OffBeatMammal

Searching for monkeys in Cyberspace

Windows 7 themes and “Cube Grenades”

clock May 14, 2009 20:17 by author offbeatmammal

Click here to download Gapingvoid Win7 Theme One of the many neat new features of Windows 7 are themes. If you’ve installed Win7 to try it out you should right click on the desktop and select “Personalize” and check out some of the options (if you’ve not got the Release Candidate to try out you should grab it from here).

I’ve been using the excellent theme pack from my old boss Mike Swanson and it gets quite a few comments from people who stop by my office or see me running it in coffee shops.

Today I was reading Hugh’s post on Cube Grenades and it got me thinking.

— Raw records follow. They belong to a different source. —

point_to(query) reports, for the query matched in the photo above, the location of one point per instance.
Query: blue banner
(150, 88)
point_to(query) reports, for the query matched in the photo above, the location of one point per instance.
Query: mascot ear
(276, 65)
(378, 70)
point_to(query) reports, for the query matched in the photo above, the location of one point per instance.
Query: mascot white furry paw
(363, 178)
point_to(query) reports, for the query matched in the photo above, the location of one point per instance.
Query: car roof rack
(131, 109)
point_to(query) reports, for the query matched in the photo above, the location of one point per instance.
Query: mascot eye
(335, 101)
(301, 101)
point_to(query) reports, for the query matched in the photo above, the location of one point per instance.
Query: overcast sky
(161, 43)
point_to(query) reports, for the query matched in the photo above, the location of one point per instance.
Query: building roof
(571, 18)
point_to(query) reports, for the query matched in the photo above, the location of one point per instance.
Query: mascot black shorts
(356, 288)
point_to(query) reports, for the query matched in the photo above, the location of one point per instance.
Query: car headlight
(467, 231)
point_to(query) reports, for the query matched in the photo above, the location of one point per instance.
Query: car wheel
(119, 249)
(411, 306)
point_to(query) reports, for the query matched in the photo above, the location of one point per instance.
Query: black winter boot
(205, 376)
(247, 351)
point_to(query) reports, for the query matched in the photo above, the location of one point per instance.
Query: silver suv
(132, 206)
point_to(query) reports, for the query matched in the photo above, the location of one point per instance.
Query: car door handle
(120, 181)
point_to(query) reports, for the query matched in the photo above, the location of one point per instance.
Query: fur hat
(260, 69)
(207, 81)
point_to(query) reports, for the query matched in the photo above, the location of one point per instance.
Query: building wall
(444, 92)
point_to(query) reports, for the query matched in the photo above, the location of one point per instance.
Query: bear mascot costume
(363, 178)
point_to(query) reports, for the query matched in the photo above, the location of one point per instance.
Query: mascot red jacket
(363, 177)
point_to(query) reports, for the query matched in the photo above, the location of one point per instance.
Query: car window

I already have his art on my business cards and an original print that will be hung in my office as soon as I can get it there and it got me thinking…

I already have the gapingvoid widget on my blog and it provides an endless stream of conversation pieces so I wondered if I would be able to combine the idea of themes and social objects (and share it in the cube grenade spirit).

A quick search found Long Zheng’s post on RSS powered desktop slideshows and from there it was just a matter of finding the RSS feed for Hugh’s widget and so for you to enjoy I present my Gapingvoid Cube Grenade theme for Windows 7 – just download it, unzip and double-click on the theme file (the “clean one features less adult language) to install it. You should see your desktop background go black and after a few moments it’ll start downloading images for the slideshow (set to rotate randomly every 30 minutes). If you click on Personalize on the desktop you can adjust the timing and change it from “fill” to “tile” or other layout options.

Enjoy, and please share and create your own themes with your favorite content :)

(Update: the download now contains two theme options, the default and a “clean” one that only features cartoons with less adult language)



Weebly – it’s a far cry from Geocities

clock May 13, 2009 12:22 by author offbeatmammal

Back when the internet was a new wild untamed frontier small businesses flocked to sites like the now defunct Geocities to mark out their territory on the web.

They were often instantly recognizable amateur hodge-podges of clipart, blinking text and inexplicable music clips and while some evolved over time to their own domains and added pointless Flash intro page animations many watched the new Web 2.0 wave coming and decided it was too hard and have become detritus, abandoned to entropy.

That hasn’t changed the fact that small businesses looking to get started on the web need a platform. Often they can’t afford to go to bespoke developers, and they don’t need a complex CMS or integrated back office (when they do need those things, then they can probably justify the cost)

A couple of years ago there were a few second generation platforms appearing that allowed people to host sites that were more than just a Blogspot or Live Spaces blog – they provided layout tools and themes and pre-defined blocks of functionality and you could even make them appear on your domain not on someone else’s sub-domain (a friend of mine once described that as “Trailer Park Hosting” and I’ve never quite shaken that image).

OfficeLive Office Live from Microsoft is one such platform offering a one-stop shop will integration into back end facilities such as email and document management. It has free and premium offerings with varying levels of functionality and support.

Weebly Weebly is a simpler alternative that doesn’t try to offer as much but does provide a lot of flexibility and is really easy to get started with.

Both platforms provide themes to set up basic layout for your site, though at Weebly you have a lot of control over the underlying HTML and CSS – with premium accounts you can make quite significant changes to the layout and look of your site. Weebly offers an affiliate scheme so satisfied users can get a small reward for recommending them – that helps offset the (reasonable) premium costs.

While Office Live tried to provide everything you need in one place (though some functionality – for instance adding a blog – requires using a couple of different Microsoft services) Weebly instead allows you to include either pre-defined components from other services (a Flickr slideshow, or a Google Maps for directions, Nabble forums, or pre-defined Miniclip games as well as Google Calendar and Paypal integration) as well as some of their own services (they have an integrated blog for instance – which doesn’t support Windows Live Writer yet so the downside is you have to edit it online)

Both provide a “one stop shop” if you want to use your own domain name to host your site and both are adding new features and functionality – though it pains me to say Weebly is probably the more agile of the two.

I was surprised how functional and easy to use Weebly was. It’s had great reviews in Time, TechCrunch and others – and my wife can use it which can’t be a bad thing!